In 1956, Cason formed the Casuals, who recorded for Dot and backed Brenda Lee as one of Nashville’s earliest rock & roll combos. He scored a 1960 Top Twenty pop hit (billed as Garry Miles) with “Look for a Star” before stints as a member of the Crickets and Ronny & the Daytonas. In 1962, Cason co-wrote “Soldier of Love” for R&B legend Arthur Alexander, and the song was later covered by the Beatles and Pearl Jam.
Cason co-wrote and co-produced “Everlasting Love,” a Top Twenty pop hit for Nashville R&B singer Robert Knight in 1967. The classic song has lived on through recordings by Carl Carlton, U2, Gloria Estefan, and others. That same year Cason produced Clifford Curry’s signature hit “She Shot a Hole in My Soul,” releasing the R&B single on Elf Records, an independent label Cason started with Bobby Russell.
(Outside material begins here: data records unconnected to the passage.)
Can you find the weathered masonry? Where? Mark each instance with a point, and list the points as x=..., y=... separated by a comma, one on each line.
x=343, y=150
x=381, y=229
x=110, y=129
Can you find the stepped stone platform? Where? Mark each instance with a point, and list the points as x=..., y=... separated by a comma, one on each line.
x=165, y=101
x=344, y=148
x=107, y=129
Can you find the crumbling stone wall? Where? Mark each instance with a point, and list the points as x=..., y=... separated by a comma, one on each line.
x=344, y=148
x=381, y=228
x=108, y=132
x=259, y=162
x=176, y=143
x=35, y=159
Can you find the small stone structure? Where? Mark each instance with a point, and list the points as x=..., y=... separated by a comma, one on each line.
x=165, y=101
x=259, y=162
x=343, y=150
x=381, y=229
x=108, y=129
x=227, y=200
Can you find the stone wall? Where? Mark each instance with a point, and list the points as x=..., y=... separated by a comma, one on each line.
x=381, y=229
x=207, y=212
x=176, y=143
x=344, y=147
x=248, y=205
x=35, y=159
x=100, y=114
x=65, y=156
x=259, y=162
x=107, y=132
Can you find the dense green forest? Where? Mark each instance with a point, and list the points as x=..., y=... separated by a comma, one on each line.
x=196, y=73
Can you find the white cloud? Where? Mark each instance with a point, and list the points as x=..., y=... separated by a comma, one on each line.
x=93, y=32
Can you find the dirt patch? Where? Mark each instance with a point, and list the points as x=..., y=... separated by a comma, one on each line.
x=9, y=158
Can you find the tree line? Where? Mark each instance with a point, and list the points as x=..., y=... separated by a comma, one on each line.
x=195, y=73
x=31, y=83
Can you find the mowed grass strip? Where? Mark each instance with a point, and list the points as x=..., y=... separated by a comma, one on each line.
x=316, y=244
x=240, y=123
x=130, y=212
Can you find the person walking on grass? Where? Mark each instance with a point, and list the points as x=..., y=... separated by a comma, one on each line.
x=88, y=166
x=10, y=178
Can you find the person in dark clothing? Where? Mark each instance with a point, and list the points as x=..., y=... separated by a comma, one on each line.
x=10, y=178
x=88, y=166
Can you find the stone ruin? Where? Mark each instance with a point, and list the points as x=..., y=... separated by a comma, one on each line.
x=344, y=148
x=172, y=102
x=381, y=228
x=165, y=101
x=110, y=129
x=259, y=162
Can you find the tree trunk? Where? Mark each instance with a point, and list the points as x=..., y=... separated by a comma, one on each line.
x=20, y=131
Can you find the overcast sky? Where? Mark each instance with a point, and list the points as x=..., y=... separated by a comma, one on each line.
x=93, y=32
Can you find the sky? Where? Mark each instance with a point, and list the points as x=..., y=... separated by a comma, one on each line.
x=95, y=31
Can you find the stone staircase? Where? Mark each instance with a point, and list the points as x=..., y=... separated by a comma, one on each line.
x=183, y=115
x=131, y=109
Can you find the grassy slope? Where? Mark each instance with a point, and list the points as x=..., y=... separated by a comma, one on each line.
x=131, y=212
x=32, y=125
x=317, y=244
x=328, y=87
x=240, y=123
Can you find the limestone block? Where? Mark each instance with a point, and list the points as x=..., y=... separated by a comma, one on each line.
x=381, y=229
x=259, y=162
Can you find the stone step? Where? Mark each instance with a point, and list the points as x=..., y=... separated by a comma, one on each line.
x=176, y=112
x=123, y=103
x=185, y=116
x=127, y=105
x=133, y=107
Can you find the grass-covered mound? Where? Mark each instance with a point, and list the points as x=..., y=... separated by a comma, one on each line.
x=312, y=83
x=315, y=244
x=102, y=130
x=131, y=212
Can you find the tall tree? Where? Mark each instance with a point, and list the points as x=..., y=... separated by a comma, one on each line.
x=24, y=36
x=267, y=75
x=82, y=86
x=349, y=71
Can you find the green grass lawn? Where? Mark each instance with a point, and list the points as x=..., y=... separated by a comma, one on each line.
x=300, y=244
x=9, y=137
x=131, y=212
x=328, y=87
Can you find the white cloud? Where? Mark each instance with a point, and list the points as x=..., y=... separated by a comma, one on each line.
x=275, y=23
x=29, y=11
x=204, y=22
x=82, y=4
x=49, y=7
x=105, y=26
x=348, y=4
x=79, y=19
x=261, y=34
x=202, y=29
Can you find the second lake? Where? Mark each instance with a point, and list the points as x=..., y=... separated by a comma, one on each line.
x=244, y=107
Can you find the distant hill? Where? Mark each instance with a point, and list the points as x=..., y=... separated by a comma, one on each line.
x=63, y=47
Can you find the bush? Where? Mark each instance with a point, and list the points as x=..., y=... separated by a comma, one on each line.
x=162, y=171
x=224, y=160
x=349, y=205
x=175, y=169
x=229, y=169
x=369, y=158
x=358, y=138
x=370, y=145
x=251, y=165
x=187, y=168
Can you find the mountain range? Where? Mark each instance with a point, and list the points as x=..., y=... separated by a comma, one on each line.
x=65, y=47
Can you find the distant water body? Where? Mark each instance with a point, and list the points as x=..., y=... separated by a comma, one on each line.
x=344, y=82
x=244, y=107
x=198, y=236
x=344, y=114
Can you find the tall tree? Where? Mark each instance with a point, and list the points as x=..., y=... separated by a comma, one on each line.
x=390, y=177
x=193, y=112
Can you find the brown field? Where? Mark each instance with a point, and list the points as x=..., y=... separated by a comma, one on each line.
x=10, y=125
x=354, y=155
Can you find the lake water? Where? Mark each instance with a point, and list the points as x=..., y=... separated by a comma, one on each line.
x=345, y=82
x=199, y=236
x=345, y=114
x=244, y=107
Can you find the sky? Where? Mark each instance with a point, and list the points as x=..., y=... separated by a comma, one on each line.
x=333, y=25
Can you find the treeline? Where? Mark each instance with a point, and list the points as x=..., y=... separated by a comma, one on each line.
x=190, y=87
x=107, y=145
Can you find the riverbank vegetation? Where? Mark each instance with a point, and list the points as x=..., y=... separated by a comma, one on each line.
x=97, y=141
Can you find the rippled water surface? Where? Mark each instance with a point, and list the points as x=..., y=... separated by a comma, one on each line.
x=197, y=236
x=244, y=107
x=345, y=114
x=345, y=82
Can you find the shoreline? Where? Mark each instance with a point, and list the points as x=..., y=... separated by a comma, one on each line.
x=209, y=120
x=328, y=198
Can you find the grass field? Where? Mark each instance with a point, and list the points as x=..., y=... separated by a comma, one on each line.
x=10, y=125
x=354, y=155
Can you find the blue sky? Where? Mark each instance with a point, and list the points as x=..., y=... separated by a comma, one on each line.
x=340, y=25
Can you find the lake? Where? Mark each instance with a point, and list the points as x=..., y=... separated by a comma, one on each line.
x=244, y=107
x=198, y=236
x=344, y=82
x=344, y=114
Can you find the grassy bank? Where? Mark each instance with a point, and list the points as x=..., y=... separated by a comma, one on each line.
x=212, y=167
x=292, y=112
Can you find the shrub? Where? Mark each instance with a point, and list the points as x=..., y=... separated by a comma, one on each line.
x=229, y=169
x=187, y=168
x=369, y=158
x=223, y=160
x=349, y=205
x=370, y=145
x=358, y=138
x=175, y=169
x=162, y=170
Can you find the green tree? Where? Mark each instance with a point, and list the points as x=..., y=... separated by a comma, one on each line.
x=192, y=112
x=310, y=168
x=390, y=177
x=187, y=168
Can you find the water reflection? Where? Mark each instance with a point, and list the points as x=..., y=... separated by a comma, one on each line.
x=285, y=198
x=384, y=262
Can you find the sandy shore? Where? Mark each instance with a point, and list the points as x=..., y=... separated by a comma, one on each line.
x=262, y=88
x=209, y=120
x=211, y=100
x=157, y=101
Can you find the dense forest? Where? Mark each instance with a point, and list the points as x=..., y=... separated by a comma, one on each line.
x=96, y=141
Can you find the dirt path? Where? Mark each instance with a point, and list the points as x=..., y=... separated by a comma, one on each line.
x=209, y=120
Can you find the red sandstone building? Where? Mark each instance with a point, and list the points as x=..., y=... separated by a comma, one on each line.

Highlights of Cason’s varied career also include co-writing Martina McBride’s “Love’s the Only House”; producing and publishing Jimmy Buffett’s early songs; singing backup for Elvis Presley and Roy Orbison; and opening the Creative Workshop recording studio.
During the program, Cason discusses his Nashville upbringing; passion for R&B and early rock & roll; musical and songwriting beginnings; signature songs; working with then-unknown Jimmy Buffett; and opening Creative Workshop recording studio.
The interview is bookended by performances, with an opening medley of Cason’s early hits—including “Tennessee,” “Popsicle,” and “Soldier of Love”—and closing performances of “Troubadour Heart” and “Everlasting Love.”